Angenommen, der untreue Vater also kommt daherspaziert aus der Türkei zurück nach Deutschland und will von der erwachsenen Tochter geliebt werden …. klar, die kann sagen „Was’n Axschlxch! Alter Depp!“ Sie könnte auch sagen: „Oho! Sehr fein, was zahlst du dafür, wenn ich Papa sage, in Anbetracht dessen, dass du keinen Cent Unterhalt an meine Mutter abgegeben hast?“
Schon haben wir Lustspiel. Solche Dialoge sind es, die wir, sehen wir sie auf Bühnen und im Film, herzlich belachen. Weil wir auch gerne so keck daherreden würden. Es ist nur so, dass uns absolut niemand hindert, das in Wirklichkeit zu tun. Wir müssen nur das Energiefeld wechseln.
Rosa Kunstpersianer
Es ist ein absolut verrückter Mantel, den ich da aus reiner Begeisterung in einem Stuttgarter Laden aufgegabelt habe. Den Sie oben auf dem Foto ausschnittweise sehen. Beim ersten Regenschauer, in den ich mit ihm geriet, fing er ganz merkwürdig an zu muffeln. Die Ladenbesitzer gaben ihn in eine Reinigung. Dann kam gleich im Frühling der überraschend vorgezogene Hitze-Sommer, so dass ich nicht mehr in einen Regen kam mit dem Mantel, weil er ein Wintermantel ist. Wir werden sehen, ob er noch muffelt oder nicht. Sicher ist aber, zum Lustspiel braucht man passende Kleider. Oder wie ein kürzlicher, ehemaliger Klient, eine passende Super-Hightech-Uhr am Handgelenk, die ihn nun als Avantgardist und Spielfreudigen outet, so dass er plötzlich mit ganz anderen Leuten als früher ins Gespräch kommt. Ja, „Be Artist!“
„Denk‘ ich an Deutschland in der Nacht …
…. bin ich um den Schlaf gebracht!“ Textete Heinrich Heine (1797-1856) in seinem „Wintermärchen“. Ein toller Stilist, aber als kritischer, politisch engagierter Journalist, Essayist, Satiriker und Polemiker war Heine ebenso bewundert wie gefürchtet. Die kleine Klima-Greta aus Schweden will in dieser Tradition sogar die Panik verbreiten, die sie irrtionalerweise angeblich empfindet.

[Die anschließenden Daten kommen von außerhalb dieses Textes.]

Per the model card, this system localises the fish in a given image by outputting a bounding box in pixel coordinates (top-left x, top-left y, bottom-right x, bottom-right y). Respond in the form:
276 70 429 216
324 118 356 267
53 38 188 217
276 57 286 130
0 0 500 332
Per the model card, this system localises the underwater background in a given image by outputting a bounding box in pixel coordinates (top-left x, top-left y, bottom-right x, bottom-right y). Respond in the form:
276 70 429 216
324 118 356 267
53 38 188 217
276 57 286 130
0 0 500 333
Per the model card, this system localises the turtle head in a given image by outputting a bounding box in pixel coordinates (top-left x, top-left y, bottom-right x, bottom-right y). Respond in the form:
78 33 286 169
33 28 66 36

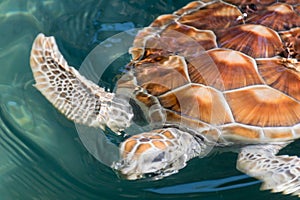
112 128 200 180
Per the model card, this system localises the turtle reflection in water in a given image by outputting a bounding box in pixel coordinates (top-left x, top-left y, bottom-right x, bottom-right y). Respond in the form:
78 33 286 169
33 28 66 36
30 0 300 196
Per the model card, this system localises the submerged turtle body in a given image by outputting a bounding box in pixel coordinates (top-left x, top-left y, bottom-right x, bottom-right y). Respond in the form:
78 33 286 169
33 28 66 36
119 1 300 143
30 0 300 195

Will man gefürchtet sein, aufrütteln durch Panikmache und das Leben kämpfen? Oder will man es tanzen mit anderen, die ebenfalls furchtlos alle Möglichkeiten ausspielen und sogar Unmöglichkeiten sich zu denken trauen? Das fehlt nicht nur in der Politik, dieses kreative Denken in angeblichen Unmöglichkeiten, die das angeblich Illusorische möglich werden lassen! Das müssen wir züchten, hegen und pflegen!
Und das sind Grundentscheidungen, die wir alle zu treffen haben, die wir treffen dürfen. Und für die wir heute, hier in Europa, dort in den USA, in Kanada, Australien, alle Freiheit haben, und hoffentlich morgen und übermorgen auch noch. Was schon wieder einige Ziele beinhaltet.
Genau dann, wenn einen einiges – privat, beruflich, politisch sogar – eigentlich um den Schlaf bringen könnte, genau dann achten Künstler auf den guten Schlaf, weil man für das Lustspiel Leben in guter Kraft sein will.
„Be Artist!“ Fake it, till you make it!